Paris Agreement to mitigate climate change was followed by another major global agreement – Kigali Agreement. In this post, we explain the importance of Kigali agreement and it’s relevance to India.
What is Kigali Agreement?
- In the 28th meeting of the Parties to the Montreal Protocol, negotiators from 197 nations have signed a historic agreement to amend the Montreal Protocol in Kigali, a capital city of a tiny African country, Rwanda on 15th October 2016.
- As per the agreement, these countries are expected to reduce the manufacture and use of Hydrofluorocarbons (HFCs) by roughly 80-85% from their respective baselines, till 2045.
- This phase down is expected to arrest the global average temperature rise up to 0.5o C by 2100.
- Kigali agreement is an amendment to Montreal Protocol.
What is Montreal Protocol?
- The Montreal Protocol is a most effective international environmental treaty to phase out the Ozone Depleting Substances (ODSs) from the atmosphere.
- It came into force in 1989.
- It has 197 member parties to the protocol and become a first international treaty with complete ratification.

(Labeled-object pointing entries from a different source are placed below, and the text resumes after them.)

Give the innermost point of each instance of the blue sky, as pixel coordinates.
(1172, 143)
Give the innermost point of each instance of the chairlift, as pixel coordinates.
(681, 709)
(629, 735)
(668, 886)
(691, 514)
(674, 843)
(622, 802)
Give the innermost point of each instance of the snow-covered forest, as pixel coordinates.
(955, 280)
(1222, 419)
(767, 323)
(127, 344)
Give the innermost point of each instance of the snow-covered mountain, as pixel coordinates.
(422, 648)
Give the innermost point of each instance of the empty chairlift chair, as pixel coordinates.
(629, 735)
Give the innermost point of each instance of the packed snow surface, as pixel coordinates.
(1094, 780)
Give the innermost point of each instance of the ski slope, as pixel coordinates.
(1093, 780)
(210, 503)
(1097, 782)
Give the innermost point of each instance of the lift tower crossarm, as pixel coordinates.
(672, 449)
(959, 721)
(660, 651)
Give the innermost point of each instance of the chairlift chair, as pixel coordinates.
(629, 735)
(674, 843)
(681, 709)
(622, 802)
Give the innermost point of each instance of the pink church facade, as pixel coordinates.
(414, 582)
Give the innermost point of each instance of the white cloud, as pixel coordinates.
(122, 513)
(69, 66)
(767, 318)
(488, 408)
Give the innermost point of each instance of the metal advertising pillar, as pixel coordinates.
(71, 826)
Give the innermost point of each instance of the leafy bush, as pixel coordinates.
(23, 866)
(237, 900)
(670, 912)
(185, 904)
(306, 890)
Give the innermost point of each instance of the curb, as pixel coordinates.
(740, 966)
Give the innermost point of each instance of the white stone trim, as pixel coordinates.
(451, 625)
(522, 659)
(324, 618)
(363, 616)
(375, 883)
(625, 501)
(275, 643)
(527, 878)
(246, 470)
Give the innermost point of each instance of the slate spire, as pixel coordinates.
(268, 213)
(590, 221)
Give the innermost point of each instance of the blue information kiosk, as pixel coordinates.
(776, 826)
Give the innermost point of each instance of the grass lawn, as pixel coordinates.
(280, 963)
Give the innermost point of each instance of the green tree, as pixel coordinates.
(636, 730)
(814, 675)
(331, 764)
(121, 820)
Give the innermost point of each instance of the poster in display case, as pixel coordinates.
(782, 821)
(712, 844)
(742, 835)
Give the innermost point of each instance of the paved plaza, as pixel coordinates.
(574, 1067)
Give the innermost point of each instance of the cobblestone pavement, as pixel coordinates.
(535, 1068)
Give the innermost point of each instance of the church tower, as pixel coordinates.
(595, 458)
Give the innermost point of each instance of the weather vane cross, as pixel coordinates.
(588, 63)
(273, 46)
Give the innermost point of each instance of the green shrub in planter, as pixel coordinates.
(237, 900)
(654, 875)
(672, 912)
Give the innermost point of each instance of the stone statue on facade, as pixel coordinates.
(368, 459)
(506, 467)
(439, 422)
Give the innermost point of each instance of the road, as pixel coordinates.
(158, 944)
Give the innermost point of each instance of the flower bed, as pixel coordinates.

- It has undergone several amendments and Kigali amendment is the eighth amendment to this protocol.
- It has successfully curbed the 98% production of chlorofluorocarbons and other ODSs and significantly contributed to the repair of the ozone hole.
What are Hydrofluorocarbons (HFCs)?
- Hydrofluorocarbons are organic compounds containing hydrogen, Carbon, and fluorine.
- They are commonly used as substitutes for Ozone depleting substances like Chlorofluorocarbons (CFCs) and are used in refrigerators and air-conditioners.
HFCs: Will not cause ozone layer depletion, but will cause global warming!
- Though HFCs are not as harmful as CFCs for ozone layer depletion, they have a thousand times more potential to cause global warming effect than commonly known greenhouse gases like carbon Dioxide, methane etc.